Subsequently, Beau Stevenson wrote a review for ‘The Door’ newspaper in Oxford. He has agreed to it being reproduced here:

A CLERGY HUSBAND’S SURVIVAL GUIDE BY MATTHEW CAMINER , SPCK, £8.99

This is a remarkable and readable book primarily because it is so concise.  It doesn’t give answers, but it certainly poses all the right questions in considering the complex relationship between an ordained clergy wife and husband and the parish they are in.   The format is clear and down to earth with bullet points and clearly enunciated questions about the dilemmas to expect. (Problems have solutions, while dilemmas have to be lived with because there are no clear-cut once and for all answers.)

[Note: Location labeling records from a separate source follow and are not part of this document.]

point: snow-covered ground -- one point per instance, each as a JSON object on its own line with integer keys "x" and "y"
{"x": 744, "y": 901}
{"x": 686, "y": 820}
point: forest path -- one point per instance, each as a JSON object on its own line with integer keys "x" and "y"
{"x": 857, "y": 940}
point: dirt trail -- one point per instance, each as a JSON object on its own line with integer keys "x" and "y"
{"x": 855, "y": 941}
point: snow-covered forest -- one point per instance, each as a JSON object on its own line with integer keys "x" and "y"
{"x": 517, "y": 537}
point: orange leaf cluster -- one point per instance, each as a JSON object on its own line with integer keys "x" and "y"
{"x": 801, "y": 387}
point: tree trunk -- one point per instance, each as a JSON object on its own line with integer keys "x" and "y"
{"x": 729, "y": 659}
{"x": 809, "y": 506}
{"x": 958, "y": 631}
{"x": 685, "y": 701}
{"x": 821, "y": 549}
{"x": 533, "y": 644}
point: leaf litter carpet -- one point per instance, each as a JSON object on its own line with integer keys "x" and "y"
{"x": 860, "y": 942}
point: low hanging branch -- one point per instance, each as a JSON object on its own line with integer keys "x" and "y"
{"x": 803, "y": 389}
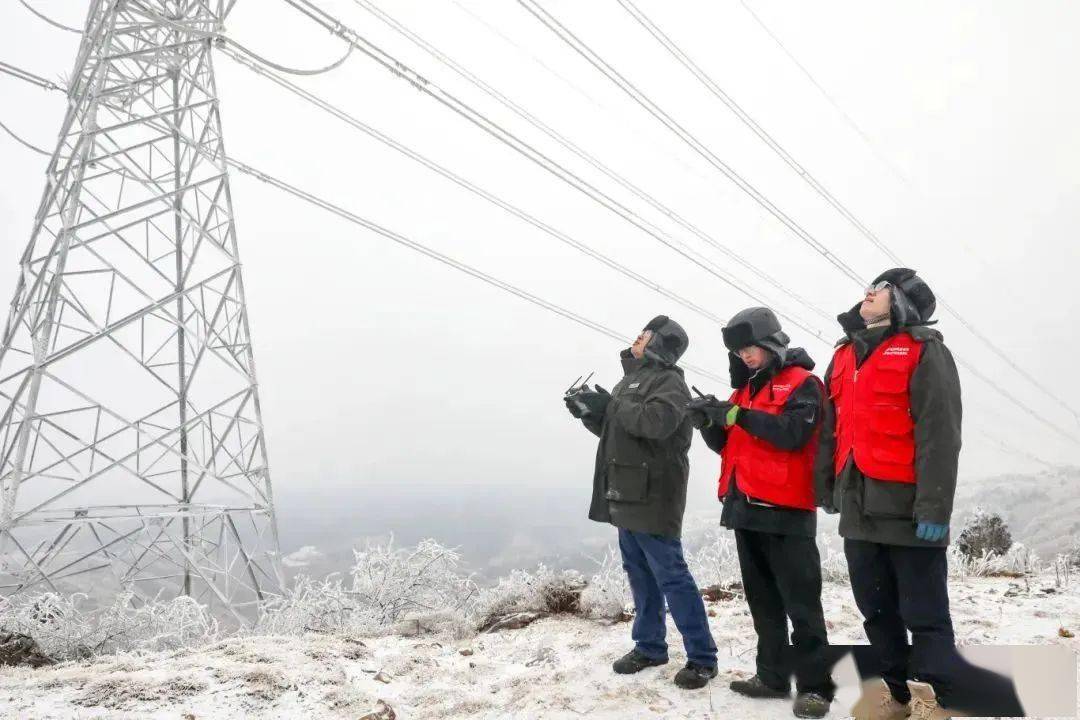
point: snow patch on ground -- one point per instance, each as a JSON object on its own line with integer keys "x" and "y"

For instance, as the clergy house belongs to the church how is the church space/family space handled if the family wish to play loud music during a Church meeting?  How about timing when you hang the knickers out to dry in the garden or having to keep the living room perpetually vacuumed? How are private and parish calls to be handled (separate phones or separate rings?) What about expectations and boundaries between the husband and clergy wife in terms of attending church or passing on messages, some of which might be very personal?  There are some very positive suggestions about helping the spouse keep important boundaries about days off, time for retreats and private family time together.

This is also not just a book to be read by the spouse, it poses questions for the parish and the Church hierarchy to consider from their perspective as well in order to give support and to avoid unnecessary conflict.

This is a book which I think should be required reading in theological colleges as well as by parishes in exploring what they will be expecting of the clergy they appoint.

There are also spiritual issues discussed in terms of loss of faith or what happens when a sense of vocation changes, a spouse loses their job or what would happen if there was a serious illness or unexpected death.

Its simplicity, humanity, and warm humour will make it a classic source of advice for avoiding unnecessary conflict through forethought.  I would recommend it highly for a wide readership.